- Born: 1890
- Died: 1952 (aged 61–62)
- Occupation: Chairman of J. S. Fry & Sons (1924-1952)
- Spouse(s): Olave, (died in 1949)
- Children: 3

= Cecil Roderick Fry =

English confectioner (1890–1952)

Cecil Roderick Fry (1890–1952) was a member of the Fry family who ran the J. S. Fry & Sons confectionery business after the First World War.

He was the great-great-grandson of Joseph Fry, the firm's founder. He was chairman of J. S. Fry & Sons for 28 years, from the retirement of his father in 1924 to his own death in 1952. After the takeover by Cadbury Brothers in 1935, he was invited to stay on as chairman even though it was a largely symbolic role since there was no board for him to chair.

He first joined the firm in 1909, and became a director after serving in the Royal Flying Corps during the First World War. He and Sir Egbert Cadbury were charged with finding a suitable location for the new Fry's chocolate factory (Somerdale Factory), which was built in several stages between 1921 and 1935 in Keynsham, Bristol, the first part in use from 1923.

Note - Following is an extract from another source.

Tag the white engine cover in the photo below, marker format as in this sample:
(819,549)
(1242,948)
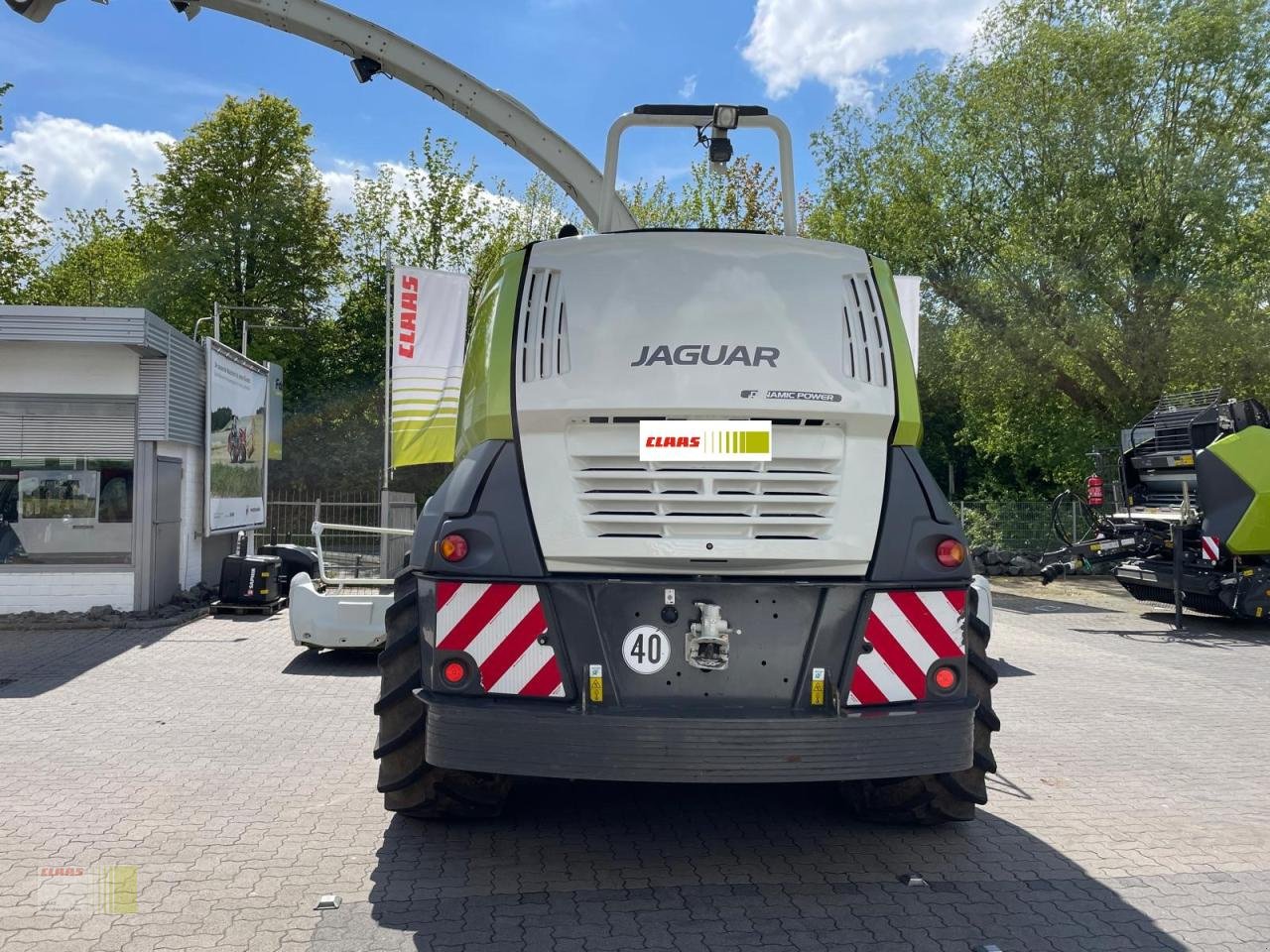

With Paul Strangman Cadbury, he was a director of Fry-Cadbury (Ireland) which set up a factory in Dublin, Ireland, in 1932.

He died on 10 July 1952 and was buried at sea. His wife, Olave, had died in 1949. He left two sons and a daughter. His estate was valued at £190,920 gross (£165,909 net). In his will he wrote, "I make no charitable bequests. The existing rates of death duties, income-tax, surtax, and other forms of taxation should ensure that provision which in other days was left to private individuals."